Grupos de Pesquisa em Educação, que existem por iniciativa da coordenação de um dos

cursos. Tal programa poderia ser um incentivo ao limitado protagonismo dos estudantes, ao mesmo tempo que estimularia a participação discente em projetos extensionistas, indo além dos cursos e ACIEPES.

Em um contexto de semiformação, marcado pela racionalidade técnica instrumental, essa abertura de espaço para o protagonismo estudantil é muito importante. Porém, uma autêntica formação cultural demanda especial cuidado e devida atenção com a produção da consciência verdadeira, caracterizada pela atitude crítica diante dos conteúdos de aprendizagem. À educação cabe a tarefa de tornar consciente os mecanismos da instrumentalização do pensamento, tornando transparente aquilo que é inevitável e confrontando criticamente o que seria simplesmente incorporado, pois “a única possibilidade de sobrevivência que resta à cultura é a autorreflexão crítica sobre a semiformação em que necessariamente se converteu” (Adorno, 2010, p.39).

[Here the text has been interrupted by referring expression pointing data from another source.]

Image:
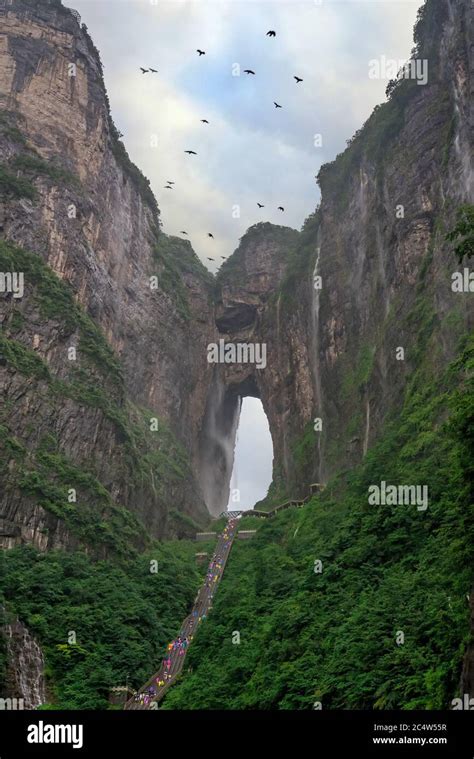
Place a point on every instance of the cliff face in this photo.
(71, 196)
(345, 309)
(25, 671)
(377, 243)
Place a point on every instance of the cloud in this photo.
(250, 152)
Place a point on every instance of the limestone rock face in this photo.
(344, 309)
(25, 681)
(94, 221)
(349, 307)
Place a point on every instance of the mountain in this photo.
(117, 429)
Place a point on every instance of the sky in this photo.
(250, 152)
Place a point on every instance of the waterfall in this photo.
(218, 445)
(25, 669)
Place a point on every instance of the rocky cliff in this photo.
(115, 421)
(346, 308)
(362, 296)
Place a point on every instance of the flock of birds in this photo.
(249, 72)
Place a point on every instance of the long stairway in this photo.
(154, 689)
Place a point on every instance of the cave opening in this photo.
(235, 445)
(253, 456)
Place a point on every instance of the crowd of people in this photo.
(177, 648)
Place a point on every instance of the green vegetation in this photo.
(122, 614)
(33, 163)
(132, 171)
(15, 187)
(463, 233)
(176, 257)
(166, 253)
(331, 636)
(154, 460)
(56, 301)
(9, 128)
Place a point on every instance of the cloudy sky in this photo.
(249, 152)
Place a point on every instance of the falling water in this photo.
(218, 445)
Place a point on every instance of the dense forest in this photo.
(329, 634)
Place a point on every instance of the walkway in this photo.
(153, 690)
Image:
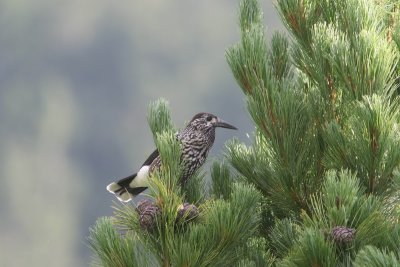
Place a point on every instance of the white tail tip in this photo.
(123, 196)
(113, 187)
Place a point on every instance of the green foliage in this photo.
(373, 257)
(225, 226)
(221, 180)
(320, 184)
(114, 250)
(326, 149)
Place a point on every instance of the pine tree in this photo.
(326, 150)
(319, 186)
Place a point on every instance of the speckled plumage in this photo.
(196, 140)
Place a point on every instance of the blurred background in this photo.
(75, 81)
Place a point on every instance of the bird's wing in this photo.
(150, 159)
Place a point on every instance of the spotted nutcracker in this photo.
(196, 140)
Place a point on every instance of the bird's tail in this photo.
(123, 189)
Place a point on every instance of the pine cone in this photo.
(187, 212)
(342, 234)
(147, 214)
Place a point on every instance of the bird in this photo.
(196, 140)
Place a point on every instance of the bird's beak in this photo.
(223, 124)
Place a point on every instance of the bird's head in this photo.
(209, 121)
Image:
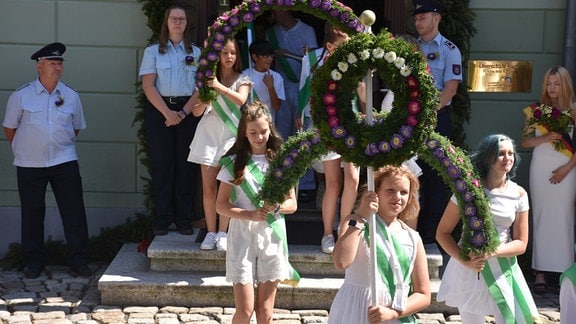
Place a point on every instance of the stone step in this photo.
(174, 252)
(129, 281)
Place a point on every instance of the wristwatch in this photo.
(357, 224)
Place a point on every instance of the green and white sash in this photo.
(284, 64)
(305, 91)
(228, 112)
(394, 266)
(252, 176)
(513, 297)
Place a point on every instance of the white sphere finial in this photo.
(367, 18)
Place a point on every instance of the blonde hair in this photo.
(567, 96)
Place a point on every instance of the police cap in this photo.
(52, 51)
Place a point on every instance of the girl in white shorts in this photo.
(215, 135)
(258, 253)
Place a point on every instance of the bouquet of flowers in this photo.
(553, 120)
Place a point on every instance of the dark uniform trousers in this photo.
(174, 179)
(66, 184)
(434, 193)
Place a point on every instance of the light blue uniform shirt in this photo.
(45, 130)
(174, 78)
(444, 60)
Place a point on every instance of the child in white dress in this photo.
(257, 255)
(403, 285)
(474, 285)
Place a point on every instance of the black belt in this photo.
(176, 100)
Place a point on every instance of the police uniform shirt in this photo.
(45, 124)
(175, 76)
(443, 58)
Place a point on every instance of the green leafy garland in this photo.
(240, 17)
(392, 139)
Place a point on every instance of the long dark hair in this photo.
(164, 33)
(242, 148)
(487, 154)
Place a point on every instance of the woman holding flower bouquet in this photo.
(548, 130)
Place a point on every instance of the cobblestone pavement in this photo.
(57, 297)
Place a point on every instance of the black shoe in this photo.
(81, 271)
(33, 272)
(186, 230)
(158, 231)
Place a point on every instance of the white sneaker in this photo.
(328, 244)
(209, 241)
(221, 241)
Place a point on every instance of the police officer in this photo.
(168, 73)
(445, 62)
(42, 122)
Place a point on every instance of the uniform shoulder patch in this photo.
(22, 87)
(450, 44)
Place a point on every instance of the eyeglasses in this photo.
(177, 19)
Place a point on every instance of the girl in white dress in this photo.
(474, 285)
(258, 251)
(403, 285)
(552, 184)
(215, 135)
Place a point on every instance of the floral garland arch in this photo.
(392, 138)
(241, 16)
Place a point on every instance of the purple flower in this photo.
(350, 141)
(278, 173)
(467, 196)
(338, 132)
(306, 145)
(371, 149)
(396, 141)
(217, 45)
(432, 144)
(406, 131)
(316, 138)
(315, 3)
(287, 162)
(234, 21)
(255, 8)
(248, 17)
(469, 210)
(454, 172)
(478, 239)
(384, 146)
(476, 223)
(212, 56)
(218, 36)
(226, 29)
(460, 185)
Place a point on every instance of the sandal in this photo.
(540, 287)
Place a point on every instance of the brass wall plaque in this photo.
(500, 76)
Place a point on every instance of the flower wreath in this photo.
(393, 137)
(241, 16)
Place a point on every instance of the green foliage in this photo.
(457, 26)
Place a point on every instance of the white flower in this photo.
(378, 53)
(399, 62)
(364, 55)
(343, 66)
(405, 70)
(390, 57)
(336, 75)
(352, 58)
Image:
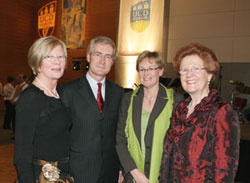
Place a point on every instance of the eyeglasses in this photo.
(195, 70)
(99, 55)
(149, 70)
(51, 58)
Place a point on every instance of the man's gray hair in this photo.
(104, 40)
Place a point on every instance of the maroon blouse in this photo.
(205, 146)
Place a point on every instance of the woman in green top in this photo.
(144, 120)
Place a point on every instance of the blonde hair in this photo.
(154, 57)
(41, 48)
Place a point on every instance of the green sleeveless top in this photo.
(160, 128)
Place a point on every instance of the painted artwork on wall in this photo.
(46, 19)
(73, 23)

Assim, o projeto, ao reconhecer o protagonismo discente em diferentes atividades do curso, deve propor que tais ações contemplem uma reflexão crítica sobre a formação desenvolvida. Desse modo, se tornaria uma dinâmica fundamental na recuperação do indivíduo dentro da sociedade de massas e consciências amortecidas, pois se realizaria a partir de uma perspectiva de racionalidade dialética e consolidação de um pensamento

crítico. O exercício da problematização dá ao indivíduo, submetido à força colonizadora da organização social, o impulso para resistir à pressão sobre sua consciência.

Portanto, a resistência aos processos massificados e à colonização dos espaços fundamentais – como é o da educação – adquire especial relevância, e daí a necessidade de se multiplicarem os atores das ações extensionistas, bem como as discussões sobre os programas em andamento. O princípio dessa educação é a urgência do desenvolvimento de um espírito reflexivo que recupere as tensões inerentes à experiência dos homens no mundo.